Forming new coalitions to build resilience

Carl Mossfeldt

Structural deficiencies in the development landscape mean that private capital is not having the impact it could on boosting sustainable development. Some intermediation functions, not unlike those played by investment banks in commercial markets, are still missing. Bringing together coalitions of actors around a tangible common purpose seems to be a promising way forward.

The Tällberg Foundation has for over 30 years worked to help foster new thinking and institutional change to meet the challenges of the day, most notably through the annual Tällberg Forum. Starting in 2008 with the global project ‘Rework the World’, the foundation has explicitly addressed the question of how to incubate development projects with a systemic design and a scale that match the urgency of the social and ecological crises and which can be commercially financed.

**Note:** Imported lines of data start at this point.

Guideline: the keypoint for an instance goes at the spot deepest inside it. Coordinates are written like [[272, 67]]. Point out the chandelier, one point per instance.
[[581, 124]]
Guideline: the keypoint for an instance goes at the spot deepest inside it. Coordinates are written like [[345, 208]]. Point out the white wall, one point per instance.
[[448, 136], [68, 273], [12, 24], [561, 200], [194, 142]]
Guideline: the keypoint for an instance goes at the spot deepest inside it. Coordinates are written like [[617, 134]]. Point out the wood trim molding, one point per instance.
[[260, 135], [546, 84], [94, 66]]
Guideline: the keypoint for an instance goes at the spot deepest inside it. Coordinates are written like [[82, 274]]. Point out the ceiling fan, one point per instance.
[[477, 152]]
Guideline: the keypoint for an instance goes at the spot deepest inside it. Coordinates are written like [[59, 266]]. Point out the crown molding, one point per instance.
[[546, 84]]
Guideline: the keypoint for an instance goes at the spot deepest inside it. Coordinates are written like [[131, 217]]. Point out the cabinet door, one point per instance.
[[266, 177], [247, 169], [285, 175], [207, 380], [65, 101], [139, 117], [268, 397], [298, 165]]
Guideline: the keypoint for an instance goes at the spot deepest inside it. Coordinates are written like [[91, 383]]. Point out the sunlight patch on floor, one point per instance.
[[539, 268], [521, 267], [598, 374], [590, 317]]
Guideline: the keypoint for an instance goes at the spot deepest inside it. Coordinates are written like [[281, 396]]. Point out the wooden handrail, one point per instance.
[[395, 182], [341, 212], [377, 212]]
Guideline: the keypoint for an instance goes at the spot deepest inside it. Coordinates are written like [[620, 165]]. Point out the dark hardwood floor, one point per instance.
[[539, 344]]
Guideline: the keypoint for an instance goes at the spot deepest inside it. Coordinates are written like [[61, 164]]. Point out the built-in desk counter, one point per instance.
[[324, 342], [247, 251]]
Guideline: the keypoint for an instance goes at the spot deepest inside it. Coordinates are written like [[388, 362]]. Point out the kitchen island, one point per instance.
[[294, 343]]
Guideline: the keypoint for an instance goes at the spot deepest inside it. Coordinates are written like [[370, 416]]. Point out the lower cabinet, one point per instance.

While there is a growing amount of private capital available for development, investment opportunities that match the dual social and ecological crises in scale and scope are not easy to find. The problem is a structural one: the lack of intermediary actors that can create new investment opportunities that meet investors’ expectations. Another side of the problem is that the big visions for change have nowhere to go.

The project ‘Rework the World’ brought together close to 150 projects with a resilience focus and looked at how these could be restructured to take significant investment. The first such success case is now approaching completion. The project is run and owned by a grassroots social movement in India, Self Employed Women’s Association (SEWA). It relies on SEWA’s unique strengths in terms of values, management and membership of 1.3 million women. SEWA has been firmly in the driver’s seat in terms of developing the details and structure of the project. The role of the Tällberg Foundation has been to incubate and nurture the grand vision, and also to act as the intermediary bringing together a coalition of partners capable of turning that vision into an investable proposition.

The SEWA Haryali project involves the sale, distribution and technical service of 200,000 efficient stoves and 200,000 solar lights. It is financed through a domestic commercial bank loan of US$14 million, repaid through micropayments and backed by a public guarantee and a buffer of carbon credits. The project is one of the largest of its kind, with significant development benefits in terms of monetary savings, increased time available for productive work, and health. One million tonnes of CO2 emissions are expected to be avoided, in addition to reductions in deforestation and black soot. Importantly, the project could be replicated in different regions and different product areas. This is where the Tällberg Foundation is now turning its attention.

Such projects do not emerge organically because they need several partners working together. In this case, IFC, the private arm of the World Bank, was engaged to structure the bank transaction and complete the legal and financial due diligence. The risk to the lending bank was reduced by 50 per cent through a risk guarantee shared between the IFC and the Dutch and Swedish development organizations, FMO and SIDA. The guarantee in turn is linked to social criteria so as to align the interests of the lending bank with the social objectives of the project. This is done through an independently developed social impact matrix. The final business plan, including IT systems, product procurement and carbon management strategies, brings all these aspects together and was produced by SEWA with hands-on support from the Tällberg Foundation.

An essential part in this process has been the intermediating role played by the Tällberg Foundation. The coordination and process management required to take an effort like this to investable proposition is too arduous for a grassroots organization like SEWA, while both donor agencies and foundations generally see it as outside their mandate. Indeed, internal regulation often requires both these kinds of actors to work only directly with the end beneficiary – in effect delaying the emergence of efficient intermediaries to bring these partners together.

From a broader perspective, therefore, the crucial lesson from the Haryali project is the impact that can be created when a consortium of complementary actors – private, public and philanthropic – is brought together around a common and tangible vision. It sets a new standard for cooperation between funding agencies and donors, and one that is crucially driven by the needs of people on the ground. A lot more can be expected to emerge from this approach.